A March Kaiser Health poll found 59% of Americans do favour a Medicare for All plan, including about a third of Republicans polled. One in 10 voters said a candidate’s views on a national health plan will be the most important factor they consider.
But keeping protections for those with pre-existing conditions could become the most important issue for any candidate.
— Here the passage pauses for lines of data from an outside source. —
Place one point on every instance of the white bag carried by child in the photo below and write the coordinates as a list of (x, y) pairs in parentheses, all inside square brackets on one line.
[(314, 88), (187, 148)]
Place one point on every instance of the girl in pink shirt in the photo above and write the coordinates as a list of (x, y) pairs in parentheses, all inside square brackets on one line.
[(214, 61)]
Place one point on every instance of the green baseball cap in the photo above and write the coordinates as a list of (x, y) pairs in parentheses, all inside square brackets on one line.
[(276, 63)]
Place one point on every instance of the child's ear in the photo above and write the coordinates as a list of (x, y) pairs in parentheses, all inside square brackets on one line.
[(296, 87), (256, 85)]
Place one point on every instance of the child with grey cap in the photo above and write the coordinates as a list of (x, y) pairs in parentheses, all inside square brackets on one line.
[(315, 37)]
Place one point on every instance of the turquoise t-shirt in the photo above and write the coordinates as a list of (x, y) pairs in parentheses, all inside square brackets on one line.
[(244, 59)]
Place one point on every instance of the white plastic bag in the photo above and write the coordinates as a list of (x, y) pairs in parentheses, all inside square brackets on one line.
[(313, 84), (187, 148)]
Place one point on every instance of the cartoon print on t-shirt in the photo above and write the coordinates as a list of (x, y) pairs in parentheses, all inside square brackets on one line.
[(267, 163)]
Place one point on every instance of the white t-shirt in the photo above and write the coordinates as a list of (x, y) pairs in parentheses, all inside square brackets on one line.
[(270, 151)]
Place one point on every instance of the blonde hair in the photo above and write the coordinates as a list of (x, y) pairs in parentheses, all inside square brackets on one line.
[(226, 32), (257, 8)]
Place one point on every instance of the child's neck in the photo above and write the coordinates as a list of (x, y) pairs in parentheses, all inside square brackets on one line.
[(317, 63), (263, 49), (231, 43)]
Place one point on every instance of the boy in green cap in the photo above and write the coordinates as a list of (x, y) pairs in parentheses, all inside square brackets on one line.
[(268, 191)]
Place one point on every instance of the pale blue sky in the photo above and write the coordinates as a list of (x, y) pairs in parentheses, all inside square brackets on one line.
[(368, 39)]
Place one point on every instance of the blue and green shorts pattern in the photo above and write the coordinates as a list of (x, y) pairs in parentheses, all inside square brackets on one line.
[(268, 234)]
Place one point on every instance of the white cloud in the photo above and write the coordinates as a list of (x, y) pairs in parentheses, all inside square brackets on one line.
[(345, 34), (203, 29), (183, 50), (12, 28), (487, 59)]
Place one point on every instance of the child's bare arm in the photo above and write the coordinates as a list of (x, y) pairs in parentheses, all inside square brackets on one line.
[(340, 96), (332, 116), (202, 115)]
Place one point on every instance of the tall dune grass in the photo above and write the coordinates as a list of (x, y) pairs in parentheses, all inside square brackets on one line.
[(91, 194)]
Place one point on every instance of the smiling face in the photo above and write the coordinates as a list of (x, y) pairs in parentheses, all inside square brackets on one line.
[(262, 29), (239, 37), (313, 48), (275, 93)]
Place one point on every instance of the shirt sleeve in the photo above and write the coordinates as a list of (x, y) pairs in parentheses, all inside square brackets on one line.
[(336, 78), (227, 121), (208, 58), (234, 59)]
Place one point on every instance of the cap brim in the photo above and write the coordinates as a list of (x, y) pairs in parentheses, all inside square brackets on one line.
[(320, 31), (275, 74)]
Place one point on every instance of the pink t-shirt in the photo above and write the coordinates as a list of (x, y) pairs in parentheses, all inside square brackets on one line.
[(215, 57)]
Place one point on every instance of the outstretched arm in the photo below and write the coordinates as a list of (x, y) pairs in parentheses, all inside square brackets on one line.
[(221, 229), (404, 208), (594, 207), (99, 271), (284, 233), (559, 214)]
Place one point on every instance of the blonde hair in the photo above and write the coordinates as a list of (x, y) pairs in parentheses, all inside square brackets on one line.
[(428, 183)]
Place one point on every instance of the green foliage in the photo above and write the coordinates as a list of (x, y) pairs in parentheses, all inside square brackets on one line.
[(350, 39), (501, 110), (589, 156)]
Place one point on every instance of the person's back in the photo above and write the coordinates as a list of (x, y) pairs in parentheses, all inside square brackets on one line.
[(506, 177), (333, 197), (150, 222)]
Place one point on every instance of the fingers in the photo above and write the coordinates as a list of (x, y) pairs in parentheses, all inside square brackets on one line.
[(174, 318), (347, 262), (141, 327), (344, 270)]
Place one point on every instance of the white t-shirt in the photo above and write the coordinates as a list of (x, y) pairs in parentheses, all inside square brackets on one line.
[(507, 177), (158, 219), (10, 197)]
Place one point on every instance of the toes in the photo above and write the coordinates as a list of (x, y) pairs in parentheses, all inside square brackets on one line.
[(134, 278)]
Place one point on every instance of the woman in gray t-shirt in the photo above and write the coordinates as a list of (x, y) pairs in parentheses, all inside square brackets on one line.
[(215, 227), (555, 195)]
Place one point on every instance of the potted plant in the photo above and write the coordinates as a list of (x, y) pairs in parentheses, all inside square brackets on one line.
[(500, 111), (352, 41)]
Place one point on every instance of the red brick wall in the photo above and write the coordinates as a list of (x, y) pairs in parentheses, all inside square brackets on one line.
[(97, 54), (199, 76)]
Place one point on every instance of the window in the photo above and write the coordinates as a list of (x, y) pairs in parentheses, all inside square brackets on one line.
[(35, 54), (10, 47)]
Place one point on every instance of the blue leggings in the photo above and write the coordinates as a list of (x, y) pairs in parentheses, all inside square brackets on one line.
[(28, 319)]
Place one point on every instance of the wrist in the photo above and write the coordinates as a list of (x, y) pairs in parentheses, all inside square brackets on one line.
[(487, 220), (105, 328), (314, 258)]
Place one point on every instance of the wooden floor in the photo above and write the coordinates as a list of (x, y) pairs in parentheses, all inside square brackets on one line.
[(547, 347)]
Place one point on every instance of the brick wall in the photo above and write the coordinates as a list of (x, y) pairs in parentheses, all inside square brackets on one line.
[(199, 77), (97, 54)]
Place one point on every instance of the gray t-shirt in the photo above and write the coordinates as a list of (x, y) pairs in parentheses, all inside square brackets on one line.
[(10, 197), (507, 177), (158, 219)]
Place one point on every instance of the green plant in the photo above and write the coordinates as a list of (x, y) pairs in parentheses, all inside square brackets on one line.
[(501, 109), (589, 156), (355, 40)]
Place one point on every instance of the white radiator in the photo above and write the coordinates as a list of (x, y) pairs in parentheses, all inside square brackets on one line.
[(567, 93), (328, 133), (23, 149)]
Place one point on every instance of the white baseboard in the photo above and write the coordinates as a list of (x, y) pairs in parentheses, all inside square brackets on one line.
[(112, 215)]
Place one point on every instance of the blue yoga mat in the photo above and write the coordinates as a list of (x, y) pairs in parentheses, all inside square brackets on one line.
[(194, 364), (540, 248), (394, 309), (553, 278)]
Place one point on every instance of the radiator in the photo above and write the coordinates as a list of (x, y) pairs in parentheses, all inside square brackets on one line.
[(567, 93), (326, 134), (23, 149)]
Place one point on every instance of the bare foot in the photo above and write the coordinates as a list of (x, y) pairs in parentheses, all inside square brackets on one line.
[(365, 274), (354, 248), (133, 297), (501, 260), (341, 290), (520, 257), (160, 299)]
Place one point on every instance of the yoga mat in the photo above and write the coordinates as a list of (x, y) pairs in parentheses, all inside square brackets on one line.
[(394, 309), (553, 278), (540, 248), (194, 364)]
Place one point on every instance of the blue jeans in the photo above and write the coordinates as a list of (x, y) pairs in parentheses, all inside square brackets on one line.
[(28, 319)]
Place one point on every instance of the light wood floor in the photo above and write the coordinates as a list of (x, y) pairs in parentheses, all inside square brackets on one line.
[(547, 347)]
Last month, Kaiser polls showed 75% of the public were in favour of the policy.
In West Virginia, Democrat Joe Manchin, up for re-election next month, has emphasised this in his campaign against Republican challenger Patrick Morrisey.
His state will certainly feel the loss of the pre-existing conditions clause if Republicans end it.
Indeed, there is a sense of “panic” among patients and staff at the clinic about losing that provision from the ACA. Many told me about the staggering rates of obesity, diabetes, substance abuse and mental health issues in West Virginia.
As she sits in a dentist’s chair on the second-floor of the clinic, 21-year-old Ricci Shannon, says West Virginians rarely think about their own health in terms of risk.
“It’s such a financial issue for people and they live not-healthy lifestyles,” she says. “No one my age even thinks about it.”
“I’m a person who fell through the cracks,” says Margaret Grassie, 57, by way of introduction. “And this clinic saved my life.”
“I woke up and my prescriptions were $1200 a month,” she says. “With the medications I take and the pre-existing conditions I have, there was no way. I couldn’t afford it.”
Despite working full-time, Ms Grassie could only afford catastrophic coverage from the ACA marketplace. That meant her policy applied just in drastic cases – “I literally had to get hit by a bus,” she explains.
“Donald Trump doesn’t give a crap about me. Hillary Clinton didn’t give a crap about me,” Ms Grassie adds.
“We get written off.”
She tells me West Virginians are scared of healthcare. She tells me of a friend, employed for 33 years, who cannot afford to see a doctor for even preventative care.
“[If] she quits her job, drops her income and ends up here, she gets the help she needs,” Ms Grassie says, gesturing at the free clinic behind her.
“[People] are doing their jobs, showing up everyday for 33 years – and walk out with no insurance.”
As the midterms approach, poll numbers show addressing the cracks and crevices of this health system remains the number one issue for voters, regardless of party.
“It’s gonna take a miracle,” Ms Grassie says with a laugh. “But I think the ACA is a good place to start – fixing it.”